Like the best history documentaries, “Famine” teaches you things you did not know and asks you to look at the familiar from a new perspective. In the decades since the Great Depression, President Herbert Hoover has been portrayed as a leader who did nothing while Americans plunged into poverty. That version may not be accurate, but it endures.

As we learn in “Famine,” Hoover’s pre-presidential image was that of a rather heroic engineer diplomat who saw government intervention and American know-how as all but invincible. Hoover had organized famine relief for starving Belgians during World War I and saved millions of Europeans from starvation after the war.

“The Great Famine” concerns Hoover’s efforts to get American food and grain to the Soviet Union in 1921-22 when millions faced imminent death. Months of bad weather and blunt communist efforts to collectivize and control farmers resulted in food shortages and catastrophe. “Famine” details the men known as “Hoover’s Boys,” who would surmount vast distances, logistical nightmares and the suspicions of an openly hostile and devious Bolshevik regime to succeed. By the summer of 1922, Hoover’s men were feeding more than 11 million Soviet citizens in approximately 19,000 kitchens.

Hoover had no illusions about Lenin or his government. He believed that a demonstration of American generosity and efficiency would bond the Soviets to their benefactors and help usher out the Soviet regime. Years later, Hoover admitted that he was wrong and that he had probably saved the USSR from collapse. All the same, Hoover’s efforts set an example of humanitarian concern and relief that has been followed to this day.
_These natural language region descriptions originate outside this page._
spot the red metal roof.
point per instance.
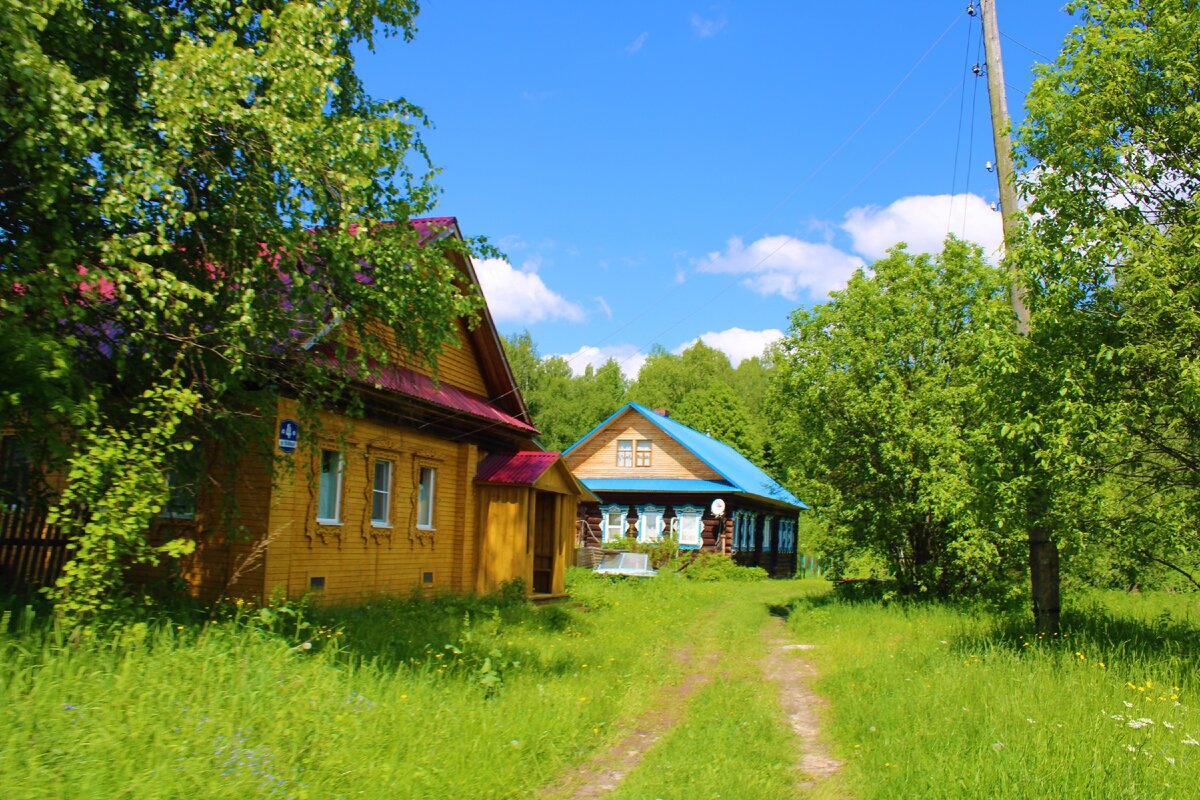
(521, 468)
(414, 384)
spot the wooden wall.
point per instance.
(598, 456)
(357, 559)
(457, 362)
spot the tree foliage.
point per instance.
(881, 420)
(1111, 144)
(564, 407)
(191, 193)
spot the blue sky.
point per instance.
(659, 172)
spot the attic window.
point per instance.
(624, 452)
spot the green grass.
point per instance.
(931, 701)
(471, 698)
(456, 698)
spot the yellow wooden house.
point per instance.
(438, 486)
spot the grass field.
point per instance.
(936, 702)
(466, 698)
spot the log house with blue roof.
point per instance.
(657, 477)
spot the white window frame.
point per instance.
(426, 506)
(336, 518)
(689, 513)
(613, 531)
(624, 452)
(649, 517)
(384, 493)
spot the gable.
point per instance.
(597, 456)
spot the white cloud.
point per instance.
(785, 265)
(737, 342)
(628, 358)
(706, 28)
(922, 222)
(604, 306)
(516, 295)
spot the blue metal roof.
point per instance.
(654, 485)
(743, 476)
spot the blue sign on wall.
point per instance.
(289, 432)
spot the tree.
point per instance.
(191, 194)
(665, 379)
(882, 425)
(564, 407)
(1111, 146)
(719, 413)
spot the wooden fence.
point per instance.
(31, 552)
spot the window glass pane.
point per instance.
(689, 528)
(425, 498)
(615, 524)
(381, 495)
(329, 498)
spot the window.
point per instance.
(649, 523)
(689, 525)
(181, 483)
(381, 495)
(425, 498)
(329, 498)
(16, 474)
(613, 522)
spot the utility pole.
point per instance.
(1044, 577)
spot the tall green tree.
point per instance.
(191, 194)
(564, 407)
(882, 425)
(1111, 150)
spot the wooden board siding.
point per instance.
(457, 362)
(598, 456)
(357, 559)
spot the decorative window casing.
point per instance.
(426, 498)
(743, 531)
(624, 452)
(786, 536)
(615, 519)
(329, 495)
(649, 523)
(689, 527)
(381, 493)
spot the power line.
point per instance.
(958, 131)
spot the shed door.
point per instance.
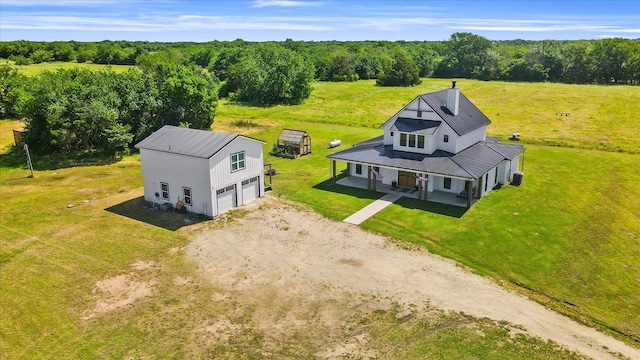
(227, 198)
(250, 189)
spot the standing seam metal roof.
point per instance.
(470, 163)
(428, 127)
(190, 142)
(469, 117)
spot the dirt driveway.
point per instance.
(279, 246)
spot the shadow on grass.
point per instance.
(140, 210)
(329, 185)
(409, 203)
(15, 157)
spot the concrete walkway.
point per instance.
(372, 209)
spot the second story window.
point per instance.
(164, 191)
(447, 183)
(237, 161)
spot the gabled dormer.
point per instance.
(443, 120)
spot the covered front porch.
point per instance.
(434, 196)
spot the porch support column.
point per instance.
(333, 171)
(426, 189)
(373, 178)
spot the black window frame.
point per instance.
(187, 195)
(239, 162)
(447, 183)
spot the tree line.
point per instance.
(464, 55)
(179, 83)
(78, 110)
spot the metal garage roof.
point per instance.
(190, 142)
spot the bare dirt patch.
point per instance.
(288, 264)
(122, 290)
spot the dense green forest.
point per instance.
(464, 55)
(179, 83)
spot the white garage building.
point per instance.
(211, 172)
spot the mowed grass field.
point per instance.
(569, 237)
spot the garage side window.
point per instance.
(164, 191)
(237, 161)
(187, 195)
(447, 183)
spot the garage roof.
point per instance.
(190, 142)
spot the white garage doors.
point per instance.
(250, 189)
(227, 198)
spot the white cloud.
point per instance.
(63, 3)
(151, 24)
(285, 3)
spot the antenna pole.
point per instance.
(29, 164)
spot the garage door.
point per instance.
(250, 189)
(226, 198)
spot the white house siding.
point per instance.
(409, 111)
(221, 173)
(445, 129)
(436, 183)
(469, 139)
(177, 171)
(430, 143)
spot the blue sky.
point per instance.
(263, 20)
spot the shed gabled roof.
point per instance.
(190, 142)
(292, 135)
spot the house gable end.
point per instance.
(469, 117)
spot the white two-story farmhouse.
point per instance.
(210, 172)
(435, 148)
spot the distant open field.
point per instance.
(35, 69)
(601, 117)
(568, 237)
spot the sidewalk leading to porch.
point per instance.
(372, 209)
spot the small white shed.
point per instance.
(211, 172)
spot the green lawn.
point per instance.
(568, 237)
(601, 117)
(71, 226)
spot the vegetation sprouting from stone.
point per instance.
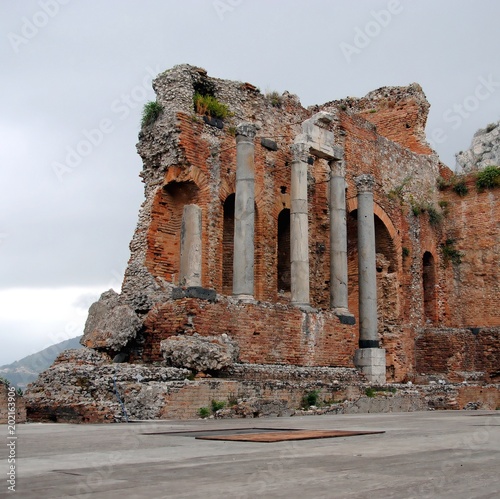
(208, 105)
(450, 253)
(311, 399)
(488, 178)
(460, 187)
(151, 113)
(456, 182)
(435, 217)
(275, 98)
(217, 405)
(203, 412)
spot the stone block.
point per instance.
(371, 362)
(194, 292)
(269, 144)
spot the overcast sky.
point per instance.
(72, 67)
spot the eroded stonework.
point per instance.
(428, 299)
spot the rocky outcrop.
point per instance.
(200, 353)
(484, 150)
(84, 386)
(110, 325)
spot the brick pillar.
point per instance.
(244, 213)
(369, 357)
(190, 267)
(299, 232)
(338, 244)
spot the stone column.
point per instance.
(369, 357)
(338, 244)
(190, 267)
(244, 213)
(299, 232)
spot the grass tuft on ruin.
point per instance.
(151, 112)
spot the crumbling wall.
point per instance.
(472, 285)
(459, 354)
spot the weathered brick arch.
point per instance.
(188, 174)
(352, 205)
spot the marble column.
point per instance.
(244, 213)
(299, 232)
(338, 243)
(191, 254)
(369, 357)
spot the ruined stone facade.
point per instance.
(265, 173)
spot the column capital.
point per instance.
(300, 152)
(246, 130)
(364, 183)
(337, 168)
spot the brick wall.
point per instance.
(453, 353)
(266, 334)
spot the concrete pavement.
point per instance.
(448, 454)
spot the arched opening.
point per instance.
(283, 260)
(429, 285)
(164, 235)
(386, 267)
(228, 245)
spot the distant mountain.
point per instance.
(484, 150)
(24, 371)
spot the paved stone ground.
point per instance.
(449, 454)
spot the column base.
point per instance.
(344, 316)
(303, 306)
(371, 362)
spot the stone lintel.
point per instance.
(248, 130)
(245, 298)
(300, 151)
(320, 140)
(365, 183)
(337, 167)
(194, 292)
(344, 316)
(371, 362)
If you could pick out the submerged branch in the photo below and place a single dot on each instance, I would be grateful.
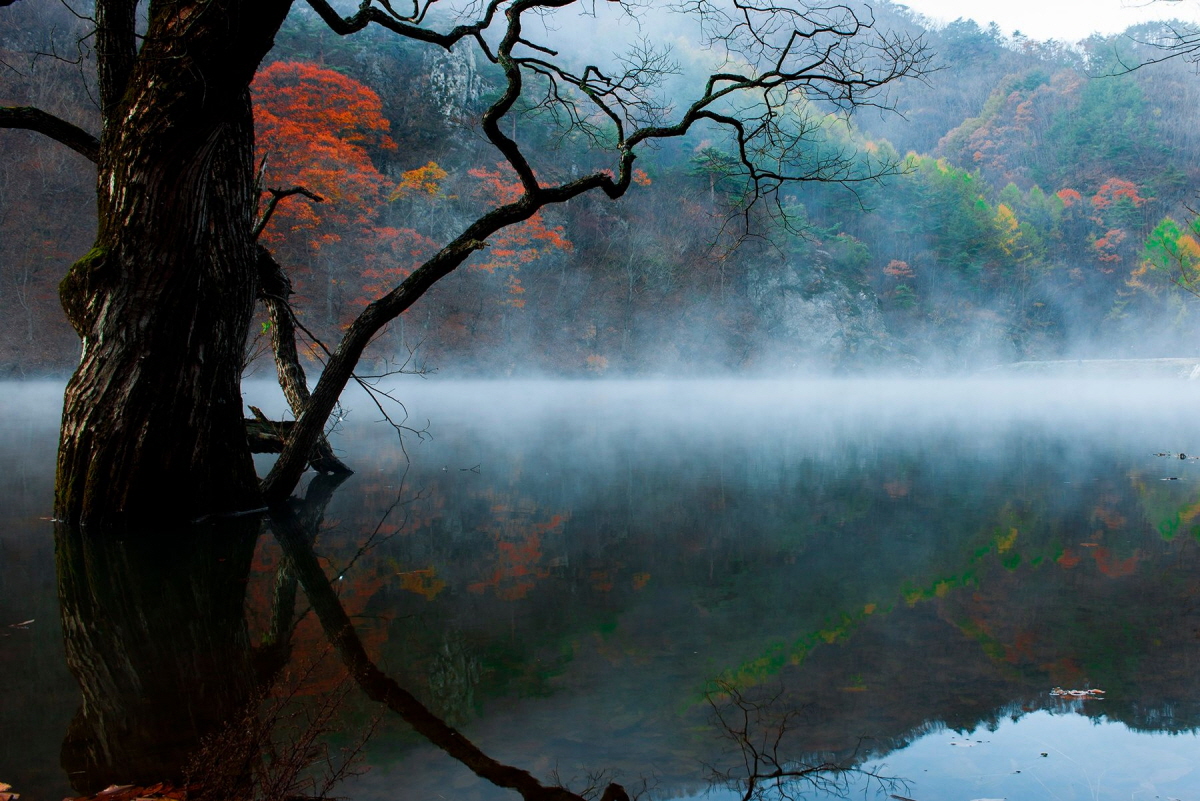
(379, 687)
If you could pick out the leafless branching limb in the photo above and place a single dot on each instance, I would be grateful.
(66, 133)
(276, 197)
(1174, 40)
(784, 67)
(760, 762)
(384, 690)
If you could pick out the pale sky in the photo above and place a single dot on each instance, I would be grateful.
(1067, 20)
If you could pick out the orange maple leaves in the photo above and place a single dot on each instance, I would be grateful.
(317, 130)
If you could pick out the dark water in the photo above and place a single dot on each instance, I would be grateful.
(579, 573)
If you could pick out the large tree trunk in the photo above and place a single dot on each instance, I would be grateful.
(155, 633)
(153, 422)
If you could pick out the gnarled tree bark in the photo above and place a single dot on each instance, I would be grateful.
(153, 423)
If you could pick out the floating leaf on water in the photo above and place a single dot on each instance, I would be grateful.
(114, 788)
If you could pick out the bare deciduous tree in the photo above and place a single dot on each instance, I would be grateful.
(162, 302)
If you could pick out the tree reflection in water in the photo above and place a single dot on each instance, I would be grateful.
(174, 692)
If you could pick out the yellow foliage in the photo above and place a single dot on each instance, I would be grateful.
(426, 180)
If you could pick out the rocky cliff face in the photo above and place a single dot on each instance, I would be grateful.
(455, 80)
(817, 317)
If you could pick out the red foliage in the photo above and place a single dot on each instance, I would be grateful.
(1115, 190)
(516, 245)
(898, 270)
(1107, 247)
(1068, 197)
(316, 128)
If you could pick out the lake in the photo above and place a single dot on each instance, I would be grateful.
(652, 579)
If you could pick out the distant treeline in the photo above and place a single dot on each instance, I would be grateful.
(1042, 212)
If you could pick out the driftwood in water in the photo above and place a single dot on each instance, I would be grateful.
(269, 435)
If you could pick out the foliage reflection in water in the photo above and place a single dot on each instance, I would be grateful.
(565, 571)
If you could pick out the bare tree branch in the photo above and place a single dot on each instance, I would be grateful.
(33, 119)
(792, 64)
(382, 688)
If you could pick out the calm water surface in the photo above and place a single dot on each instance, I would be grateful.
(579, 574)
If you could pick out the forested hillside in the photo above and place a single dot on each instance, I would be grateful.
(1042, 214)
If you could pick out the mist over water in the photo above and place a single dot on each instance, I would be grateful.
(563, 567)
• “Law & Order: LA” (8 p.m., NBC) returns with two original episodes. Look for Terrence Howard as Deputy District Attorney Jonah Dekker seen in last week’s “Law & Order: SVU.”

• Thirteen, aka Dr. Remy Hadley (Olivia Wilde), returns for the 150th episode of “House” (7 p.m., Fox).

Tonight’s other highlights

• An epidemic of prescription drug abuse leads to several overdoses in one Ohio county on “Intervention In-Depth: Hillbilly Heroin” (7 p.m., A&E).

• A crime wave looms as the city sizzles on “The Chicago Code” (8 p.m., Fox).

• “Anthony Bourdain: No Reservations” (8 p.m., Travel) visits Brazil.

• Mike and Frank of “American Pickers” scour the countryside for artifacts requested by the NASCAR Hall of Fame (8 p.m., History).